Millionenpoker und Schmiergeldverdacht bei der HSH
Hamburg (dpa) - Millionenpoker bei der HSH Nordbank: Der scheidende Bankchef Dirk Jens Nonnenmacher fordert laut „Focus“ eine Abfindung von insgesamt 4,8 Millionen Euro.
Die Summe beinhalte vier Millionen aus vertraglichen Ansprüchen und Boni zuzüglich 20 Prozent Verfahrens- und Anwaltskosten, schrieb das Magazin und berief sich auf Verhandlungskreise. Die Bank biete zwei Millionen.
Dem „Focus“ zufolge soll eine Klausel festlegen, dass der Banker die Abfindung bei einer strafrechtlichen Verurteilung zurückzahlen muss. Rückzahlungen bei nachgewiesenen Rechtsverstößen ohne eine Verurteilung lehne Nonnenmacher ab, hieß es. Die Bank war am Wochenende zunächst nicht für eine Stellungnahme zu erreichen.

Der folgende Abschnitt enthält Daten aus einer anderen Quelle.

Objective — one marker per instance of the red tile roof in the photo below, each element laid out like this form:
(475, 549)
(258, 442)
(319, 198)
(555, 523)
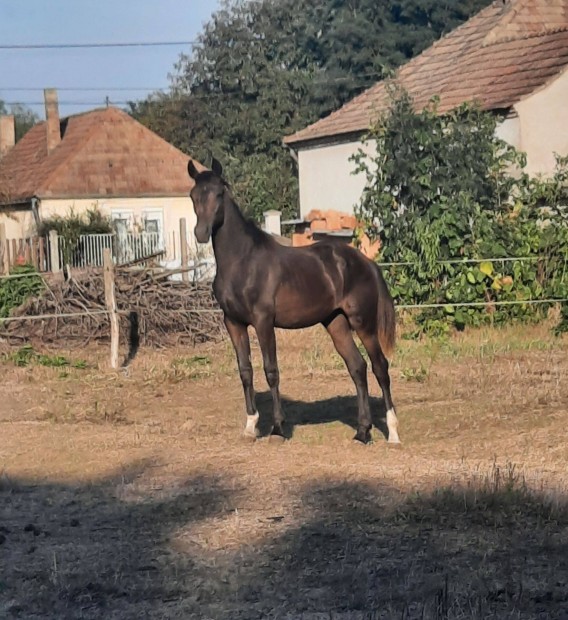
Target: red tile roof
(103, 153)
(502, 54)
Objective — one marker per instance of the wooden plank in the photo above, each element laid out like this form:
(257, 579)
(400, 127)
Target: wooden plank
(54, 252)
(42, 265)
(110, 300)
(4, 251)
(184, 249)
(28, 251)
(34, 251)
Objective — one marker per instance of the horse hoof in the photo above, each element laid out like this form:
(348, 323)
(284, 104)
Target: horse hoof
(364, 438)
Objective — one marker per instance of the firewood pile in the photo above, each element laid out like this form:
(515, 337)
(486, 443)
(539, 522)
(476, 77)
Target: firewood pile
(154, 310)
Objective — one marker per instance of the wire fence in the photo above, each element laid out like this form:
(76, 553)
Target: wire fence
(470, 304)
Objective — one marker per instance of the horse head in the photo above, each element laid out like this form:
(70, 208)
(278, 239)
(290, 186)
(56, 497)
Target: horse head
(207, 195)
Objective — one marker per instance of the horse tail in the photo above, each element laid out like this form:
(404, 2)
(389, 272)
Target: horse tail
(386, 318)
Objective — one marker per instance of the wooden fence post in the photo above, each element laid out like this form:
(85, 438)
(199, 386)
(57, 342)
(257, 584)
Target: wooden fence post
(54, 252)
(110, 299)
(4, 251)
(184, 249)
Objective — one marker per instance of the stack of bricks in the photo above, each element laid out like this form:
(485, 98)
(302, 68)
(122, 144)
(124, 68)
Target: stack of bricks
(332, 222)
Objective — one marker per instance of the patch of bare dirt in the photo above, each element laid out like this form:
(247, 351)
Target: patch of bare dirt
(130, 494)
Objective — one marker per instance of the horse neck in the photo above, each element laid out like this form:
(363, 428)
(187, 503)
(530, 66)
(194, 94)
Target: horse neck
(232, 240)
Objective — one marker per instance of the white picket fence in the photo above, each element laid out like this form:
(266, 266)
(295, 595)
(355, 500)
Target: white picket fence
(128, 247)
(88, 252)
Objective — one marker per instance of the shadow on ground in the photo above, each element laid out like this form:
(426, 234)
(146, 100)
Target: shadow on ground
(348, 551)
(337, 409)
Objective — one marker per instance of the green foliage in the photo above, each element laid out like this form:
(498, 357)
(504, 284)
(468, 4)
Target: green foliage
(442, 194)
(266, 68)
(72, 226)
(15, 291)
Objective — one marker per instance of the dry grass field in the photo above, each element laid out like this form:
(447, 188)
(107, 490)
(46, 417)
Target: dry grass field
(130, 494)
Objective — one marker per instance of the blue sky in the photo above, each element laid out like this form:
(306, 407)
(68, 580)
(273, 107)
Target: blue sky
(24, 22)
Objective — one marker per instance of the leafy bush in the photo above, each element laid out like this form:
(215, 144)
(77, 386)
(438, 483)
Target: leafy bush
(15, 291)
(72, 226)
(443, 193)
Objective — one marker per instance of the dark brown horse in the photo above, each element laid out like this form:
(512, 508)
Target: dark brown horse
(261, 283)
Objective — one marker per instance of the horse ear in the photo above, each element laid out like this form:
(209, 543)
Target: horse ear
(216, 167)
(192, 170)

Außerdem gibt es bei der HSH einen Korruptionsverdacht: Es gebe Hinweise darauf, dass die türkische Justiz mittels der Sicherheitsfirma Prevent geschmiert worden sein könnte, um einen Rechtsstreit gegen einen türkischen Reeder zu gewinnen, berichteten „Spiegel“ und „Süddeutsche Zeitung“, die sich auf interne Unterlagen und Aufsichtsratskreise berief. Die HSH Nordbank hatte zuvor selbst Strafanzeige in dem Fall erstattet.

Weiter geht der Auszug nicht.